Combo setups aren’t really fast enough to keep up so we shave them for disruption and plan to find missing pieces once we start casting Dig Through Time. Mulligan any hand that doesn’t contain Sphere, Leyline, Narset and a discard spell, or multiple discard spells.

VS Mono Red:
-4 Thoughtseize
-1 Mystical Dispute
+1 Disfigure
+1 Aether Gust
+2 Kalitas, Traitor of Ghet
+1 Cry of the Carnarium

Whether to board in Cry or leave in the Dispute depends on the exact construction of the red deck.
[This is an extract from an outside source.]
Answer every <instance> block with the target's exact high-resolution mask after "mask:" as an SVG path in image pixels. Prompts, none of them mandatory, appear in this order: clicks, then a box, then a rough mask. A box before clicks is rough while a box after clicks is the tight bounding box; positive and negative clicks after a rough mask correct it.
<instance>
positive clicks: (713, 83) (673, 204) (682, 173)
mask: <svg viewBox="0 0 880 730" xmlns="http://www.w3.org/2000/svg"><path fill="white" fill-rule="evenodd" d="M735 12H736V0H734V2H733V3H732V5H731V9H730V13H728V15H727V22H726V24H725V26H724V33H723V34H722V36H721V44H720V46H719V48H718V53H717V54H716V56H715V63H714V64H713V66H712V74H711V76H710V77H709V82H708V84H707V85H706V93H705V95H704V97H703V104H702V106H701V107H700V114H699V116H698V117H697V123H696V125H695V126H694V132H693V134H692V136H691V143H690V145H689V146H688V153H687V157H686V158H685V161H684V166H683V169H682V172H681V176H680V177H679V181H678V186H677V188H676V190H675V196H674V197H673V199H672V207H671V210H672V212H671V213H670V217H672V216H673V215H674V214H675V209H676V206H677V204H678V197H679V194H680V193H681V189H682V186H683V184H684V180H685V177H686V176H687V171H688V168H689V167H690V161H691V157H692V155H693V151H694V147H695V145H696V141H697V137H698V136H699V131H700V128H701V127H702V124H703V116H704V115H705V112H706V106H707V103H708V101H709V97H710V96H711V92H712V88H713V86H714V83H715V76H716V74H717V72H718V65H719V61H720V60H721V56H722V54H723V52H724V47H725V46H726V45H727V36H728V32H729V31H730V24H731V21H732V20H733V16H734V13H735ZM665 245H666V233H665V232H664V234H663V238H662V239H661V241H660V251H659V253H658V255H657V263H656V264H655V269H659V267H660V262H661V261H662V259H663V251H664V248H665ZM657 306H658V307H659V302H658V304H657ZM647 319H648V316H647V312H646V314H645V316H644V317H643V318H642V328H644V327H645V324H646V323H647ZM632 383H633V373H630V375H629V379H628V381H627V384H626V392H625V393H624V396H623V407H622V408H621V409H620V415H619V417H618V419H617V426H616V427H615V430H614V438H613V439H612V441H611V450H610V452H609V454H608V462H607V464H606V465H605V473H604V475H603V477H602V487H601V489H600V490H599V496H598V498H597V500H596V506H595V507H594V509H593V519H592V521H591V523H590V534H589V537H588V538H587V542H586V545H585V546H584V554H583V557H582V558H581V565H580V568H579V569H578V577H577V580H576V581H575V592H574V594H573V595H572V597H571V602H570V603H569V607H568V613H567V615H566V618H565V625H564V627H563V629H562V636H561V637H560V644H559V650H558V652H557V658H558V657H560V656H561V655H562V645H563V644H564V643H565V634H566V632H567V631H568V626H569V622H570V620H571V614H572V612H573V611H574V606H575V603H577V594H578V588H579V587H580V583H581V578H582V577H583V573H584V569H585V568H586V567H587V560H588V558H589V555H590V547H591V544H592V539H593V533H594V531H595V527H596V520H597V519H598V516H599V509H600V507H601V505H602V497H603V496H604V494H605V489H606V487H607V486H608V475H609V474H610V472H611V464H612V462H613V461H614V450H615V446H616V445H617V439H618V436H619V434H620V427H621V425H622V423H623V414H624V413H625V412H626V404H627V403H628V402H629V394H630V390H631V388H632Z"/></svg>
If they aren’t heavy on burn you can also leave in a Thoughtseize, particularly on the draw when the three drops can be difficult to line up against their draw effectively.

VS Bant Spirits:
-3 Thassa’s Oracle
-1 Jace, Wielder of Mysteries
-1 Hero’s Downfall
+3 Mystical Dispute
+1 Noxious Grasp
+1 Disfigure

If your opponent has Gideon of the Trials, leave in Downfall over a Thought Erasure. If they have Rest in Peace, shave a Dig Through Time for Downfall.

VS Sultai Delirium:
-3 Fatal Push
-1 Mystical Dispute
-2 Thassa’s Oracle
+2 Leyline of the Void
+2 Narset, Parter of Veils
+1 Noxious Grasp
+1 Aether Gust

VS Mono Black:
-2 Thoughtseize
-1 Thought Erasure
-1 Mystical Dispute
+1 Cry of the Carnarium
+2 Kalitas, Traitor of Ghet
+1 Disfigure

VS UW Control:
-4 Fatal Push
-2 Thassa’s Oracle
+3 Mystical Dispute
+2 Narset, Parter of Veils
+1 Noxious Grasp

VS 5C Niv-Mizzet:
-4 Fatal Push
-2 Thassa’s Oracle
-1 Inverter of Truths
+3 Mystical Dispute
+1 Aether Gust
+1 Noxious Grasp
+2 Narset, Parter of Veils

This matchup often comes down to you taking the control role once your opponent names Inverter of Truths with Slaughter Games. From there your plan is to stick a Jace, Wielder of Mysteries and deck yourself the hard way by chaining card draw and milling yourself.